A few robots today use completely instrumented fingers, but that sense of “touch” is restricted to that appendage and one cannot change its size or shape to handle various tasks. The other approach is to wrap a robot appendage in a sensor skin, which offers improved design flexibility. But such skins have not yet delivered a complete range of tactile information.

“Traditionally, tactile sensor designs have focused on sensing individual modalities: normal forces, shear forces or vibration exclusively. However, dexterous manipulation is a dynamic process that requires a multimodal approach. The fact that our latest skin prototype incorporates all three modalities creates many new possibilities for machine learning-based approaches for advancing robot capabilities,” said co-author and robotics collaborator Veronica Santos, a UCLA associate professor of mechanical and aerospace engineering.

The new stretchable electronic skin, which was created at the UW’s Washington Nanofabrication Facility, is composed of the same silicone rubber used in swimming goggles. The rubber is embedded with miniature serpentine channels — approximately half the width of a human hair — filled with electrically conductive liquid metal that will not fatigue or crack when the skin is stretched, as solid wires would do.

When the skin is stretched around a robot finger or end effector, these microfluidic channels are strategically positioned on either side of where a human fingernail would be.

As one slides their finger across a surface, one side of their nailbed bulges out while the other side becomes stretched under tension. The same thing takes place with the robot or prosthetic finger — the microfluidic channels on one side of the nailbed compress while the ones on the other side expand.

When the channel geometry varies, so does the quantity of electricity that can flow via them.  The research team can measure these variances in electrical resistance and correlate them with the vibrations and shear forces that the robot finger is undergoing.

It’s really following the cues of human biology,” said lead author Jianzhu Yin, who recently got his doctorate from the UW in mechanical engineering. “Our electronic skin bulges to one side just like the human finger does and the sensors that measure the shear forces are physically located where the nailbed would be, which results in a sensor that performs with similar performance to human fingers.”

Positioning the sensors away from the part of the finger that is most likely to make contact makes it easier to differentiate shear forces from the normal "push" forces that also take place when interacting with an object, which has been tough to achieve with other sensor skin solutions.

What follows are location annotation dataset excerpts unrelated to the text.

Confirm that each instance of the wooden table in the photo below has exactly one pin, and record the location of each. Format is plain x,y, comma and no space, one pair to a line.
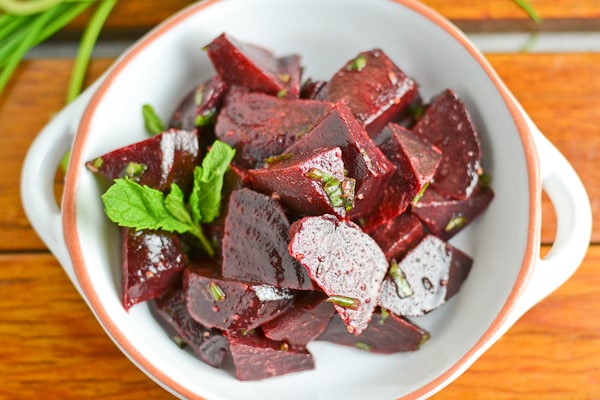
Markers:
52,347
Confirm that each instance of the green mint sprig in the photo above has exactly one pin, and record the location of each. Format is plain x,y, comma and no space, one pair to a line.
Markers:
131,205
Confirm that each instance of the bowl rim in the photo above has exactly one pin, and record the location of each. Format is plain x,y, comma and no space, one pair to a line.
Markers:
69,203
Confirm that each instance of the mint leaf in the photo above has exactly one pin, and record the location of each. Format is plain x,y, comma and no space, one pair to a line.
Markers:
205,199
132,205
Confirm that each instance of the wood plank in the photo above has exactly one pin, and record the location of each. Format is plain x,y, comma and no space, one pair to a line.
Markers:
566,113
54,348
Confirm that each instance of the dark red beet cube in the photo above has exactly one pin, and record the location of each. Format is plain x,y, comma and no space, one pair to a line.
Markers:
228,304
386,334
255,243
208,344
364,161
373,87
416,162
256,68
299,181
259,126
303,322
151,264
445,217
256,357
345,262
167,158
430,274
398,235
447,125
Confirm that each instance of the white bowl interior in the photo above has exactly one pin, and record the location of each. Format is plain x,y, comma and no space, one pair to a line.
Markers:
325,34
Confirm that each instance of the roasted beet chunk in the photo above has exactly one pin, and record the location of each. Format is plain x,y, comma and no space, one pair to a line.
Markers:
303,322
255,243
386,334
311,183
217,302
445,217
429,275
373,87
364,161
344,261
209,344
397,236
256,357
151,264
253,67
157,162
447,125
416,162
259,126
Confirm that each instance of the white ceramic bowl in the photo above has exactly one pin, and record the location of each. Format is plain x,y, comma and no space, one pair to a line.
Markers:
507,278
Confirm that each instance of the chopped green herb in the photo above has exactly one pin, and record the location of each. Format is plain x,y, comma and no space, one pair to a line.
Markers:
152,121
363,346
275,159
217,292
403,288
358,64
456,222
343,301
419,195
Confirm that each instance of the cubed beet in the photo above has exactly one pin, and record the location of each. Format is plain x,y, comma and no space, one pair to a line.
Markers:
260,126
256,357
151,264
386,334
159,161
311,183
229,304
445,217
364,161
416,162
254,67
210,345
446,124
344,261
430,274
398,235
373,87
255,243
303,322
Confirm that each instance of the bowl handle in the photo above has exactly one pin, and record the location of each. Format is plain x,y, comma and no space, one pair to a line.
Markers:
574,224
37,178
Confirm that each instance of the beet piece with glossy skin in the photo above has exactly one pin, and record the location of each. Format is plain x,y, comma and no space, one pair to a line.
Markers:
373,87
159,161
447,125
429,275
255,243
208,344
345,262
398,235
386,334
253,67
229,304
416,162
445,217
259,126
256,357
303,322
364,161
151,264
294,180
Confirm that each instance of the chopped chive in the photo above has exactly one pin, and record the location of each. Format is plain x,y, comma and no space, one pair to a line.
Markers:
456,222
152,121
343,301
217,292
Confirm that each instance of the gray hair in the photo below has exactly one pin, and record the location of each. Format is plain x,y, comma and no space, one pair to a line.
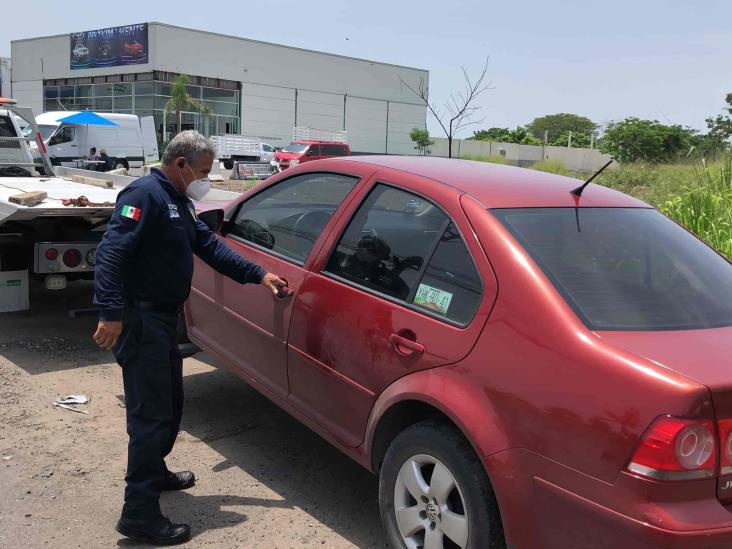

The research team from the UW College of Engineering and the UCLA Henry Samueli School of Engineering and Applied Science has shown that the physically robust and chemically resistant sensor skin has a superior level of precision and sensitivity for light touch applications — opening a door, shaking hands, interacting with a phone, handling objects, picking up packages, among others. Latest experiments have revealed that the skin can detect minute vibrations at 800 times per second, better than human fingers.

“By mimicking human physiology in a flexible electronic skin, we have achieved a level of sensitivity and precision that’s consistent with human hands, which is an important breakthrough,” Posner said. “The sense of touch is critical for both prosthetic and robotic applications, and that’s what we’re ultimately creating.”

The National Science Foundation funded the research.